Here I’m using the duckplyr_df_from_file()
function to “read in” the data from a file, while the summarize and arrange methods are overwriting the functions from dplyr with the duckplyr version. This operation also takes ~3 seconds, and is much easier to read with the familiar dplyr tools you’re used to. Take a look at DuckDB’s blog post on duckplyr to really understand how this works.
library(tidyverse)
library(duckplyr)
res <-
duckplyr_df_from_file("dat.csv", table_function="read_csv") |>
summarize(
mean_value1 = mean(value1),
mean_value2 = mean(value2),
.by=id) |>
arrange(id)
res
Learning more
I recently wrote a short essay on Learning in Public. Something I’m trying to do more of.
The “benchmark” here was a simple and limited one, and I mostly used it as an excuse for me to learn a little about duckdb and how to integrate it into my workflow. In this benchmark I didn’t attempt to separate time spent reading data into memory versus time spent processing, and the “analysis” was a simple mean by group. I didn’t attempt to parallelize or optimize either the base R or dplyr approaches, and I didn’t do anything with data.table.
For more extensive benchmarks I’d recommend reading through a few of Appsilon’s recent posts on using duckdb in R, for huge data, and with Shiny:
There are also a few talks from last year’s posit::conf(2023) on using R with duckdb. Those talks are available on YouTube:
Kirill Müller — duckplyr: Tight Integration of duckdb with R and the tidyverse:
Hannes Mühleisen — In-Process Analytical Data Management with DuckDB:
Finally, Hannes Mühleisen (CEO, DuckDB Labs) gave a keynote at this year’s posit::conf(2024): Data Wrangling [for Python or R] Like a Boss With DuckDB. The talks from this year’s conference aren’t out yet. The talk’s abstract from the conference agenda is below.
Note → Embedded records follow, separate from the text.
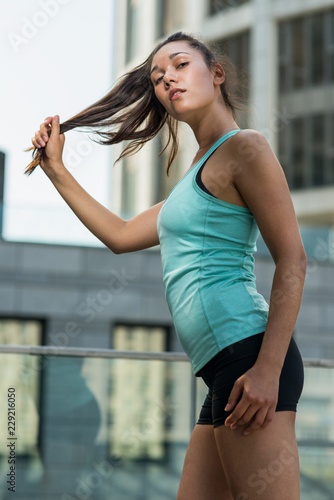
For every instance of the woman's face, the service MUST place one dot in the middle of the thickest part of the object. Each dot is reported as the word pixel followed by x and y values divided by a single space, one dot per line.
pixel 182 81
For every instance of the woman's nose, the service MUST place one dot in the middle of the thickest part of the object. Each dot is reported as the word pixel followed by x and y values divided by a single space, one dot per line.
pixel 169 78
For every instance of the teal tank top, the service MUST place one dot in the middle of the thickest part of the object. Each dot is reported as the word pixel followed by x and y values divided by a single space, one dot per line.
pixel 207 248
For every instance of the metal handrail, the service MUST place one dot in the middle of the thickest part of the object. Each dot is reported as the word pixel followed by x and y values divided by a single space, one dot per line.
pixel 91 352
pixel 115 353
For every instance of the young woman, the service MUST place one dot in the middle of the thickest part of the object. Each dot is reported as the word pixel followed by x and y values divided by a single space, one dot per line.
pixel 244 444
Data wrangling is the thorny hedge that higher powers have placed in front of the enjoyable task of actually analyzing or visualizing data. Common struggles come from importing data from ill-mannered CSV files, the tedious task of orchestrating efficient data transformation, or the inevitable management of changes to tables. Data wrangling is rife with questionable ad-hoc solutions, which can sometimes even make things worse. The design rationale of DuckDB is to support the task of data wrangling by bringing the best of decades of data management research and best practices to the world of interactive data analysis in R or Python. For example, DuckDB has one of the world's most advanced CSV reader, native support for Parquet files and Arrow structures, an efficient parallel vectorized query processing engine, and support for efficient atomic updates to tables. All of this is wrapped up in a zero-dependency package available in a programming language near you for free. In my talk, I will discuss the above as well as the design rationale of DuckDB, which was designed and built in collaboration with the Data Science community in the first place.
Keep an eye out for whenever Posit announces the recordings are publicly available.
In the meantime, the workshop materials from posit::conf(2024) are available, including the “Databases in R” workshop, taught by Kirill Müller.
Workshop materials: https://github.com/posit-conf-2024/databases
Slides part 1: https://posit-conf-2024.github.io/databases/
Slides part 2: https://posit-conf-2024.github.io/databases/part-2
Slides part 3: https://posit-conf-2024.github.io/databases/part-3.html
Slides part 4: https://posit-conf-2024.github.io/databases/part-4.html
Note that the base R and dplyr implementations both read the data into working memory in R, whereas the duckdb solution does the analysis with data on disk without reading into memory. Additionally, this may not be the fairest comparison between base R’s aggregate()
and dplyr’s group_by() |> summarize()
, since I’m using base R’s read.csv()
in the base R section, which is slower than readr’s read_csv()
function that I use in the dplyr section. For the base R and dplyr methods, the I/O time counts toward the total.